Label: ‘Server1’ uuid: ead7052a-fbf7-492a-962c-83b3bfd0fdae
Total devices 1 FS bytes used 2.68GiB
devid 1 size 108.07GiB used 6.02GiB path /dev/sdc2

Label: ‘Server2’ uuid: 65ef60dc-fe0b-42cb-8a6f-6212e502caea
Total devices 1 FS bytes used 426.71GiB
devid 1 size 7.28TiB used 430.02GiB path /dev/sda

Label: ‘Server3’ uuid: e561bf47-262f-48da-8038-2884969bb997
Total devices 1 FS bytes used 432.00KiB
devid 1 size 7.28TiB used 2.02GiB path /dev/sdb

[root]# btrfs fi usage /mnt2/rockstor_rockstor

ERROR: cannot access ‘/mnt2/rockstor_rockstor’: No such file or directory

There was never a file or directory called “rockstor_rockstor”

journalctl -xe:

dracut[4555]: *** Creating initramfs image file ‘/boot/initramfs-4.8.7-1.el7.elrepo.x86_64kdump.img’ done ***
kdumpctl[2301]: No memory reserved for crash kernel.
kdumpctl[2301]: Starting kdump: [FAILED]
systemd[1]: kdump.service: main process exited, code=exited, status=1/FAILURE
systemd[1]: Failed to start Crash recovery kernel arming.
– Subject: Unit kdump.service has failed
– Defined-By: systemd
– Support: systemd-devel Info Page

– Unit kdump.service has failed.

– The result is failed.
…

Thanks,
Joe

phillxnet · July 12, 2017, 7:08pm

@JoeMacFox OK, so your issue is definitely the db migration being broken, and it’s not just a matter of your root fs being full. If you execute the following command:

systemctl disable kdump

as the output from your journalctl -xe is just noise and it will save you scrolling back up. We have an inadvertently enabled kdump service it seems in our recent kernels. It fails because there is not memory reserved for that kernel in the grub command line. Once disabled it will make for a quicker boot and allow you to more easily see the actual error.

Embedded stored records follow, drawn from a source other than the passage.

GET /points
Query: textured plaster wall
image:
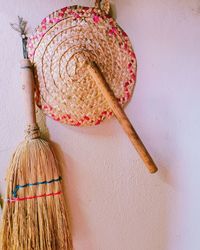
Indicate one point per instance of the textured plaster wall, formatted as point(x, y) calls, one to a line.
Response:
point(115, 204)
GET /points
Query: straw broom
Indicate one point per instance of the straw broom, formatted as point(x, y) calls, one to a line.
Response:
point(34, 214)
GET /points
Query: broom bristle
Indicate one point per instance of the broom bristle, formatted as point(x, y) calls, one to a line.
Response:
point(35, 215)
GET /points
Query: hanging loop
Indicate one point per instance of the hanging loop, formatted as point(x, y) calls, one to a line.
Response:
point(103, 5)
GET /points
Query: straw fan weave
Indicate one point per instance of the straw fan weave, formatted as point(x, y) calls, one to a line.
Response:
point(59, 47)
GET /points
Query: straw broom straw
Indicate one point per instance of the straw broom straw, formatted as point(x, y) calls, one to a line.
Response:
point(34, 213)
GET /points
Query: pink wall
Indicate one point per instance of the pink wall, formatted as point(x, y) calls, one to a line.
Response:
point(115, 204)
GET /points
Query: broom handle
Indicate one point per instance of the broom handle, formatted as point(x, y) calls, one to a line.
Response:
point(121, 116)
point(27, 80)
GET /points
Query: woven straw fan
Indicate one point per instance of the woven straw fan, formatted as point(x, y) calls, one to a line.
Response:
point(85, 69)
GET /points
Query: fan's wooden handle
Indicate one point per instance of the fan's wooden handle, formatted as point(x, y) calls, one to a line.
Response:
point(27, 81)
point(121, 116)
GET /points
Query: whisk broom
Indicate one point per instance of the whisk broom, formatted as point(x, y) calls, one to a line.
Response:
point(34, 214)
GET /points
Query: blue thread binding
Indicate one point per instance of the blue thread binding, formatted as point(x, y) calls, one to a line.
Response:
point(17, 187)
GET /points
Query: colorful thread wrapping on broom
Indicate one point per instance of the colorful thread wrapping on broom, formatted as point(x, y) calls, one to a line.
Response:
point(17, 187)
point(32, 197)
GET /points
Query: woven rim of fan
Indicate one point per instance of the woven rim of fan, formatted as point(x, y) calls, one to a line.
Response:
point(58, 49)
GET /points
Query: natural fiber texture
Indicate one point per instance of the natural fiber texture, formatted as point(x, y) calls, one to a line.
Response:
point(37, 218)
point(58, 49)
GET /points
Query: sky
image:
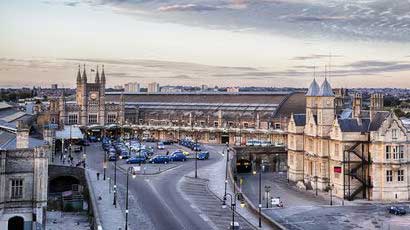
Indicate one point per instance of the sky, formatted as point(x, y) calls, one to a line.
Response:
point(276, 43)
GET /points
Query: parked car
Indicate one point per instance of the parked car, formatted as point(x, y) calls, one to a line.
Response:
point(396, 210)
point(76, 148)
point(196, 147)
point(177, 156)
point(161, 145)
point(159, 159)
point(266, 143)
point(167, 142)
point(93, 139)
point(112, 157)
point(136, 160)
point(203, 155)
point(124, 154)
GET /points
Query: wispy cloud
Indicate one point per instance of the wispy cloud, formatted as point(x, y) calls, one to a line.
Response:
point(186, 7)
point(315, 56)
point(367, 19)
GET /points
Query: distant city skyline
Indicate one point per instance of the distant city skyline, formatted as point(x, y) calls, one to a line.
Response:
point(226, 43)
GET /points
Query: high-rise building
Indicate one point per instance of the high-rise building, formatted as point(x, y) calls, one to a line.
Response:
point(232, 90)
point(153, 87)
point(132, 87)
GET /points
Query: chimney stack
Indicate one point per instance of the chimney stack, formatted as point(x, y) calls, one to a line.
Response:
point(376, 104)
point(357, 105)
point(22, 135)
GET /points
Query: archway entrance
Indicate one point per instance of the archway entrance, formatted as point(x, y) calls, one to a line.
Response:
point(62, 184)
point(16, 223)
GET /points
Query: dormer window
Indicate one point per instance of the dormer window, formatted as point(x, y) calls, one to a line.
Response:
point(394, 133)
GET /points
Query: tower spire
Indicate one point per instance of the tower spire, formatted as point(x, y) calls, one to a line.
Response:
point(102, 75)
point(78, 75)
point(84, 77)
point(97, 76)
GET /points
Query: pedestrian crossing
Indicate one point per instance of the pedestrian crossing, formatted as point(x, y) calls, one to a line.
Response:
point(196, 191)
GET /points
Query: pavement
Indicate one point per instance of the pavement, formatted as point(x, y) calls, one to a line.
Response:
point(155, 201)
point(215, 174)
point(111, 217)
point(197, 192)
point(304, 210)
point(57, 220)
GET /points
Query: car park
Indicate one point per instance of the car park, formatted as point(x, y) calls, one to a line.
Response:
point(178, 156)
point(266, 143)
point(196, 147)
point(112, 157)
point(136, 160)
point(167, 142)
point(397, 210)
point(93, 139)
point(204, 155)
point(160, 145)
point(159, 159)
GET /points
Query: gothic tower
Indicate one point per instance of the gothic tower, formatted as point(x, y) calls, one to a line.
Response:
point(325, 109)
point(102, 97)
point(83, 101)
point(311, 99)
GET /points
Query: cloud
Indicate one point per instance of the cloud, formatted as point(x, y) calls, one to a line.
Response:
point(71, 3)
point(351, 19)
point(372, 63)
point(315, 56)
point(186, 7)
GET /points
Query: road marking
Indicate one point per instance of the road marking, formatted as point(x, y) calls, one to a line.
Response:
point(165, 204)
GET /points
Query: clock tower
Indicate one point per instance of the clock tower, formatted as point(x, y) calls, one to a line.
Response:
point(90, 97)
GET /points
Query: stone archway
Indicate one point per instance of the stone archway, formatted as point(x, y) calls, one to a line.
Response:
point(62, 184)
point(16, 223)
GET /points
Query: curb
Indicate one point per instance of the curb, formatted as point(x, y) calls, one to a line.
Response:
point(94, 204)
point(146, 174)
point(213, 194)
point(274, 224)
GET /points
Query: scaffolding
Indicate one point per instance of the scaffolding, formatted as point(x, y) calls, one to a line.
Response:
point(356, 171)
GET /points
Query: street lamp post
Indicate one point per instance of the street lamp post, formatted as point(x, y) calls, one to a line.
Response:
point(267, 190)
point(115, 183)
point(226, 169)
point(104, 165)
point(126, 201)
point(331, 195)
point(260, 196)
point(196, 157)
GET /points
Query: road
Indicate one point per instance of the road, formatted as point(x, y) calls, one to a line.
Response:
point(155, 201)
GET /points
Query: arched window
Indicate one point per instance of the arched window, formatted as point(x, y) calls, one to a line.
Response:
point(16, 223)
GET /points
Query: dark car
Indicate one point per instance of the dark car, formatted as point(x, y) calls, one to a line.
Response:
point(112, 157)
point(196, 147)
point(167, 142)
point(203, 155)
point(159, 159)
point(136, 160)
point(177, 156)
point(396, 210)
point(93, 138)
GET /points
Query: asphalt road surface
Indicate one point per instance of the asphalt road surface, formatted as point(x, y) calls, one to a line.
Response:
point(160, 204)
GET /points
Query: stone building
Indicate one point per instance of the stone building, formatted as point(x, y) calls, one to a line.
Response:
point(210, 117)
point(23, 179)
point(89, 108)
point(357, 153)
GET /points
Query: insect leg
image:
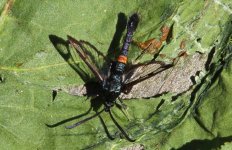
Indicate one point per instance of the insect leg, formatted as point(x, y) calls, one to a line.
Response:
point(83, 121)
point(105, 128)
point(68, 120)
point(120, 128)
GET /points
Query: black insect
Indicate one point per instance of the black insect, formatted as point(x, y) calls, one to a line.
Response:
point(117, 79)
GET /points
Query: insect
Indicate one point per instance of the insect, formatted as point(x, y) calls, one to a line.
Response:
point(117, 80)
point(153, 46)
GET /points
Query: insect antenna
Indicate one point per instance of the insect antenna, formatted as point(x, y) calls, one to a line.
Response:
point(84, 120)
point(120, 128)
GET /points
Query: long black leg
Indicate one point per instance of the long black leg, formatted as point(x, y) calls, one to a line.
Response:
point(120, 128)
point(68, 120)
point(105, 128)
point(83, 121)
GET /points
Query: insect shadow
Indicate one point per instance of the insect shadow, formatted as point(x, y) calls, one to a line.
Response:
point(62, 46)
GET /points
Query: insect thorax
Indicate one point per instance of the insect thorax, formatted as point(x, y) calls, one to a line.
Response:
point(112, 86)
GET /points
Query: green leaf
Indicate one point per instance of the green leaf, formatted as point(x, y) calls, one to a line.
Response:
point(32, 66)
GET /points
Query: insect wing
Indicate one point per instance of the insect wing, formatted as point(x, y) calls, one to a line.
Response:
point(142, 72)
point(83, 53)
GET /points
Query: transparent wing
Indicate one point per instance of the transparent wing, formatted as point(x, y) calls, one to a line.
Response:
point(86, 57)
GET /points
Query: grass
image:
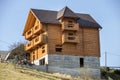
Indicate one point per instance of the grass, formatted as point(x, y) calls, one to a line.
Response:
point(10, 72)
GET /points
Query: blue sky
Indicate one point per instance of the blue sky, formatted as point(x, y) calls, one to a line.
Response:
point(13, 15)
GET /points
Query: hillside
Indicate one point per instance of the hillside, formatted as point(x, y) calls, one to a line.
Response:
point(10, 72)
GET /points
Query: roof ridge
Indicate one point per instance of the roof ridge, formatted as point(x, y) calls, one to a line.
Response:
point(44, 10)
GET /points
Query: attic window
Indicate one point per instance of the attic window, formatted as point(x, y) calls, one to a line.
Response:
point(36, 27)
point(42, 61)
point(58, 48)
point(81, 62)
point(70, 22)
point(70, 34)
point(43, 49)
point(29, 32)
point(70, 26)
point(71, 38)
point(36, 39)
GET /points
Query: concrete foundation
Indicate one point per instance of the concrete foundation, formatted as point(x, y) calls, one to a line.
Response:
point(70, 65)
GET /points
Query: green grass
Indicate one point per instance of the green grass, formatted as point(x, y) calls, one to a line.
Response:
point(11, 72)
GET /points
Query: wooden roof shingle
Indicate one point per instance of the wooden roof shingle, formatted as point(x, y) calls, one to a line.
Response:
point(47, 16)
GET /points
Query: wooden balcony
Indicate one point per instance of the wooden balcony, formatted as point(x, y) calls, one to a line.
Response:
point(70, 38)
point(28, 34)
point(70, 26)
point(29, 46)
point(37, 29)
point(39, 40)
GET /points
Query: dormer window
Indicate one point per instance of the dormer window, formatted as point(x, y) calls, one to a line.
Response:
point(58, 48)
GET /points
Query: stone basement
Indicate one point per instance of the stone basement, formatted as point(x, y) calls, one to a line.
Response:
point(64, 41)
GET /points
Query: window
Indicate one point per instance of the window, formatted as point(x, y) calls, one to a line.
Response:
point(81, 62)
point(42, 61)
point(70, 22)
point(70, 34)
point(36, 39)
point(58, 48)
point(43, 49)
point(71, 38)
point(69, 26)
point(36, 27)
point(29, 32)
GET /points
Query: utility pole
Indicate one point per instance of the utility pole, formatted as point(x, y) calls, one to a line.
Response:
point(106, 60)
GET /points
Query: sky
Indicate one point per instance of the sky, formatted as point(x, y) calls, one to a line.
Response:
point(14, 13)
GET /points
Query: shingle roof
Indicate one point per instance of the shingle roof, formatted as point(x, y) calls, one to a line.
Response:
point(4, 54)
point(47, 16)
point(66, 12)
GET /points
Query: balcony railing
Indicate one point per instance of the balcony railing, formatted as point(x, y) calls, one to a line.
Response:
point(70, 26)
point(37, 29)
point(70, 39)
point(29, 46)
point(40, 40)
point(29, 34)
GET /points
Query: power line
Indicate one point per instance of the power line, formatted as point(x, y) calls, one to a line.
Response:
point(109, 53)
point(5, 42)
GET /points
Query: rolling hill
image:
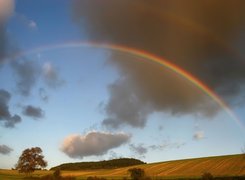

Strange you don’t have the normal rockstor_rockstor label for your system pool. In your case the command would be:

btrfs fi usage /mnt2/Server1

as that is presumably your label for the Rockstor install. Is this a default Rockstor install as usually the system pool is on the third partition not the second?

btrfs fi show
Label: 'rockstor_rockstor'  uuid: 0a2d4553-d2e4-427e-ac19-75682fb626eb
	Total devices 1 FS bytes used 2.51GiB
	devid    1 size 26.73GiB used 5.04GiB path /dev/sda3

Anyway I’m afraid I’m going to have to cut out on this one (have to be elsewhere) but at least we know it’s the database migration thats throwing a wobbly here.

Hopefully others can cut in and offer advise on how this might be fixed (bar a rather overkill - shutdown - disconnect data drives - reinstall - complete first screen - shutdown - attach data disks - import pools again: assuming no data on system disk.). ie Reinstalling Rockstor.

Hope that helps and others can cut in here.

@Flyer you are familiar with the db migration stuff I believe, if you find yourself at a loose end of course: or do we just have a PostgreSQL service not running for some reason ie “Is the server running locally and accepting
connections…”

Flyer · July 13, 2017, 7:11am

That migration error seems PostgreSQL related and not migrations itself

File "/opt/rockstor/eggs/psycopg2-2.6-py2.7-linux-x86_64.egg/psycopg2/__init__.py", line 164, in connect
conn = connect(dsn, connectionfactory=connection_factory, async=async)
django.db.utils.OperationalError: could not connect to server: No such file or directory
Is the server running locally and accepting
connections on Unix domain socket "/var/run/postgresql/.s.PGSQL.5432"?

My guess: no Rockstor init because of missing rockstor_rockstor (?) -> no PostgreSQL

Agree with @phillxnet suggestion about reinstalling (you won’t lose your data)

Mirko